Research has also shown that giving patients access to cannabis significantly reduces their opioid pain medication intake. Because marijuana has shown to be effective at managing pain, researchers have encouraged doctors to recommend cannabis to their chronic pain patients rather than prescribing opioids.

Whether opioid addiction is added to New Mexico’s medical marijuana program is now up to the state’s Health Secretary, Lynn Gallagher. If she determines that prescription drug addiction be recognized as a legitimate medical condition, thousands more New Mexicans will become eligible for the state’s program.
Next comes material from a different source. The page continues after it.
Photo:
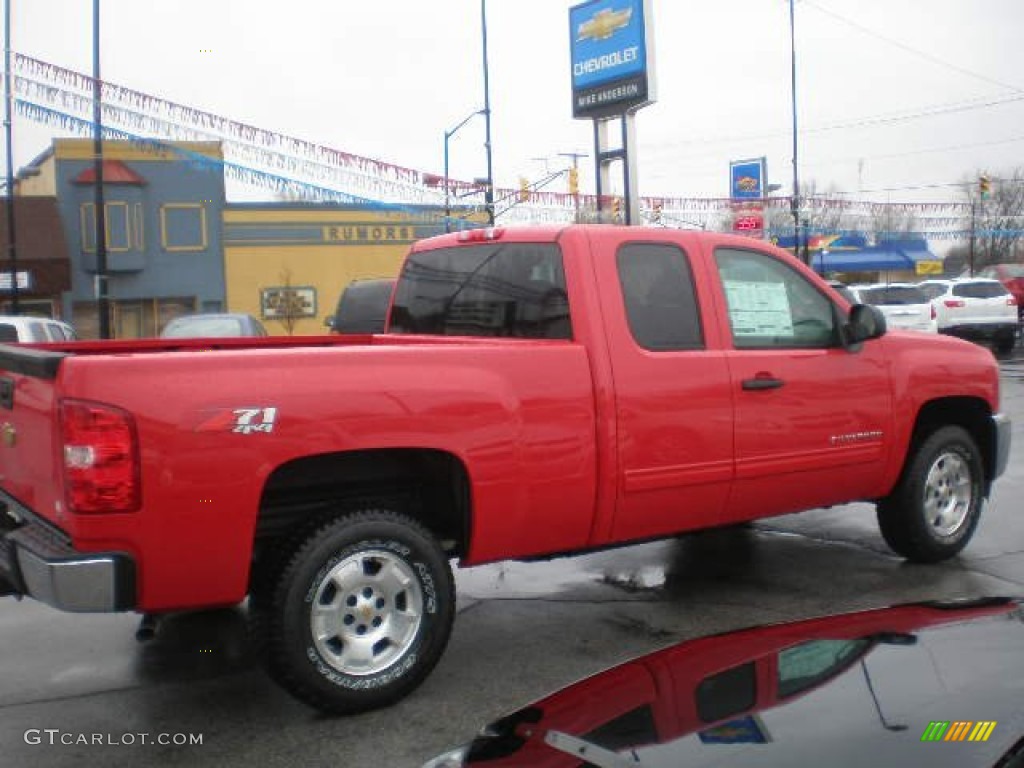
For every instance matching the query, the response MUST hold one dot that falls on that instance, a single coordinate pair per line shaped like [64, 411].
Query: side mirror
[865, 323]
The single vote in opposition to adding opioid abuse as a qualifying condition came from Medical Advisory Board Chairman Dr. Mitch Simson. He felt that having chronic pain already included as a qualifying condition would already cover most of patients who become addicted to prescription opioids and voiced concern over cannabis being an addictive substance itself, although research has shown otherwise.

With the addition of opiate use disorder to its list of qualifying conditions, New Mexico could expand its medical marijuana program more than 100 percent within the next year, the Santa Fe New Mexican reports. The program has already grown by 76 percent over the past year.

The Medical Advisory Board also voted to recommend that Alzheimer’s disease be added as a qualifying condition. The board also recommended to allow physicians to certify patients for medical marijuana via meetings over video call and to raise the cap on the number of plants a grower can produce to ensure that supply keeps up adequately with demand.